It’s bad enough when humans create endangered species through hunting, pollution and other activities. It’s even worse when they knowingly dine on one of the last of a species – just to show they can. That’s what happened in South China's Guangdong Province when 28 people, mostly police officials, ate a critically endangered Chinese giant salamander.
The Andrias davidianus is both the largest salamander and the largest amphibian in the world, reaching a length of almost 6 feet. There are only three recognized members of the Cryptobranchidae or giant salamander family – the Chinese giant salamander, the slightly smaller Japanese giant salamander (Andrias japonicus), and the much smaller North American hellbender (Cryptobranchus alleganiensis).

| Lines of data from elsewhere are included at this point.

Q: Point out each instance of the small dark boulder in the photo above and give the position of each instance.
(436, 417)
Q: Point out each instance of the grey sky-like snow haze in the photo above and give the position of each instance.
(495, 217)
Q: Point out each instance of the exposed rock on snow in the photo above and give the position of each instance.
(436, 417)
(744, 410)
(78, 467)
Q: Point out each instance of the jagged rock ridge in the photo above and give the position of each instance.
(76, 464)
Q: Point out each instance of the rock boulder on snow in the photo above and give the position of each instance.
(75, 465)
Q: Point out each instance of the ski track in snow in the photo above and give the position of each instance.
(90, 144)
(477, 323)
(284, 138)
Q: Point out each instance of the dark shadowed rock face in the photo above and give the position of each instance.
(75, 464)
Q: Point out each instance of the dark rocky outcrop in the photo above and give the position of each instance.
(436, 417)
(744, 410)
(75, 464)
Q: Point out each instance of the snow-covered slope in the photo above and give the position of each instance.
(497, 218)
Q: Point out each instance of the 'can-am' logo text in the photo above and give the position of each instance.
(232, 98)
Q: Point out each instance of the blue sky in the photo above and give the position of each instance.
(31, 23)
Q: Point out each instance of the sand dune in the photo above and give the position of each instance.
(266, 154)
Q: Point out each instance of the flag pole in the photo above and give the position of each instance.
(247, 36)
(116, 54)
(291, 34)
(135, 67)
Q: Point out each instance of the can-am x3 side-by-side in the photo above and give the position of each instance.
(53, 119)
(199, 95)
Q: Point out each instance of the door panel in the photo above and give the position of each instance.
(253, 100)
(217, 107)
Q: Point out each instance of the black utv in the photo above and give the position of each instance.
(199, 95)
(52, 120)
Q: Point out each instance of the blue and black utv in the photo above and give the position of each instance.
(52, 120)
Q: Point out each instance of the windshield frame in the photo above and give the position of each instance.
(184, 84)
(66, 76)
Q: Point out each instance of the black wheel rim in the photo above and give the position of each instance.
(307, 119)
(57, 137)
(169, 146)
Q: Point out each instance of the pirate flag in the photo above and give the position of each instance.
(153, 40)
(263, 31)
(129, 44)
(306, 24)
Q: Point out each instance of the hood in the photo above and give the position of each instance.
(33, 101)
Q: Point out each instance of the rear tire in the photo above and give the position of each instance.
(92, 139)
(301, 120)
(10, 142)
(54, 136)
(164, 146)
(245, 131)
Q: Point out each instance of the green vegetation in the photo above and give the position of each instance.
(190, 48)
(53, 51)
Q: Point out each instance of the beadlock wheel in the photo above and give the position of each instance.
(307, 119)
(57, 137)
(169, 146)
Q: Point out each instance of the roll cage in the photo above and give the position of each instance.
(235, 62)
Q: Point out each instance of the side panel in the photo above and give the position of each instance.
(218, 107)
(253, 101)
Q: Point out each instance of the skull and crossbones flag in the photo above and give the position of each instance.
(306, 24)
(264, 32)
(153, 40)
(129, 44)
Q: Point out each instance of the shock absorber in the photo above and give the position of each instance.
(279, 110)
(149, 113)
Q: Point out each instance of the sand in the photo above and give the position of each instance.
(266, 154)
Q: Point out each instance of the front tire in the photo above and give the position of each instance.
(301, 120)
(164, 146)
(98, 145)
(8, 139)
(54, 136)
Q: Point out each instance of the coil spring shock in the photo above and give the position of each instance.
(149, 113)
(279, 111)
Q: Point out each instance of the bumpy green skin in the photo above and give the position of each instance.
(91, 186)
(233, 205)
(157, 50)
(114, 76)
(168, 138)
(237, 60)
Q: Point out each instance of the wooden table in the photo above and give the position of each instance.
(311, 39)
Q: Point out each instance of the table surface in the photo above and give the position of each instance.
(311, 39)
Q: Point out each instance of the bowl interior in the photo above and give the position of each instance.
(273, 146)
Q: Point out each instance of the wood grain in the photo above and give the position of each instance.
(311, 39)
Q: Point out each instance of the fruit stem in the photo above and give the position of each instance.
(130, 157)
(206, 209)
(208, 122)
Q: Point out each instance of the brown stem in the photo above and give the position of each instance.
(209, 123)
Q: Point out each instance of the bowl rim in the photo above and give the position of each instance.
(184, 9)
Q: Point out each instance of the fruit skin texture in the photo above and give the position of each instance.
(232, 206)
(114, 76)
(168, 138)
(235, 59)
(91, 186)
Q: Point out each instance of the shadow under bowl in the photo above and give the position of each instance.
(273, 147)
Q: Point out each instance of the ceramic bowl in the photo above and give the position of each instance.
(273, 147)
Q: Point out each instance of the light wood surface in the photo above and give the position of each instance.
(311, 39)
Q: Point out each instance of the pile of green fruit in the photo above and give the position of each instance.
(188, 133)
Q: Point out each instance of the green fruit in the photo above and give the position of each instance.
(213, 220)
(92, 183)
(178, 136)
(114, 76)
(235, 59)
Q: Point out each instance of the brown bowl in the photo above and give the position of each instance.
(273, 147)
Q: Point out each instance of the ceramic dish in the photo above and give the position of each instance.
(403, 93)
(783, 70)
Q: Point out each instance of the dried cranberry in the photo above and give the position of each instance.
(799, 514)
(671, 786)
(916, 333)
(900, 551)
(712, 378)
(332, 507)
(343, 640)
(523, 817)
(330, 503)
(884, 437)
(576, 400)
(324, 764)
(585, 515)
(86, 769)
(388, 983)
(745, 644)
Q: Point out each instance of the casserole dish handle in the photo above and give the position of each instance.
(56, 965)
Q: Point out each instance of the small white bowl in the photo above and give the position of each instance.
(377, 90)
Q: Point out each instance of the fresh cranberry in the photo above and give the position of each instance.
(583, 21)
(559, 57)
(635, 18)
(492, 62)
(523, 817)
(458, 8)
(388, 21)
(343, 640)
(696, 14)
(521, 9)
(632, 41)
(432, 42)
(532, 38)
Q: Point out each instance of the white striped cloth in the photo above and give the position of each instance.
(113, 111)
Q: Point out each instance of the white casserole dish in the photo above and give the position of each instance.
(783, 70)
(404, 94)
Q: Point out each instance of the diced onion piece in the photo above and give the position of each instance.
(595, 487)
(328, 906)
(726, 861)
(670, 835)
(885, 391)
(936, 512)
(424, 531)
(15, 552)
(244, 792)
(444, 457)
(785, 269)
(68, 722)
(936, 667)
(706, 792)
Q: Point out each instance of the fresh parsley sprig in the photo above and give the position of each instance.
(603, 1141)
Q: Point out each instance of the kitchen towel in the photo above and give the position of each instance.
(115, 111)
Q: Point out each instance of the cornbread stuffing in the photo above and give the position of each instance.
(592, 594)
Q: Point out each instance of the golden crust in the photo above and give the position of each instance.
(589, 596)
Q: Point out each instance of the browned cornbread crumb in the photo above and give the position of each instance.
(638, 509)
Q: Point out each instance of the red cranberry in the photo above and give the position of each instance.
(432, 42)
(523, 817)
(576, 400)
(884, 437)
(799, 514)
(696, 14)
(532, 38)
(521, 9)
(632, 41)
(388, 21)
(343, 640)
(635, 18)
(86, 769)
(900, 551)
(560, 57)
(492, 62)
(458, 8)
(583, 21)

Besides these three, there have been reports since the 19th century of a Trinity Alps giant salamander in the Trinity Alps of northern California. The Japanese giant salamander is considered by some to be the inspiration for the kappa – a Japanese turtle-shelled reptilian cryptid that is believed to live in rivers and reputed to kidnap children and drown swimmers. The first giant salamander fossil discovered in 1726 was mistakenly identified as a Homo diluvii testis – a human who drowned in the biblical flood.
The Chinese giant salamander is critically endangered (the highest risk category before extinction) because of loss of habitat, pollution and humans who kill them for unproven medicinal treatments.
Or just because they can. Three journalists who infiltrated the dinner (and were severely beaten when discovered) reported that the 28 attendees were from the local public security department and included several senior police officials and the head of a public security bureau. The attendees knew what they were doing because the dinner was heavily guarded. After the journalists’ story appeared in their newspaper, the Southern Metropolis Daily, 14 police officers were suspended and an investigation was ordered.
It’s too late for one Chinese giant salamander – let’s hope this story helps the rest.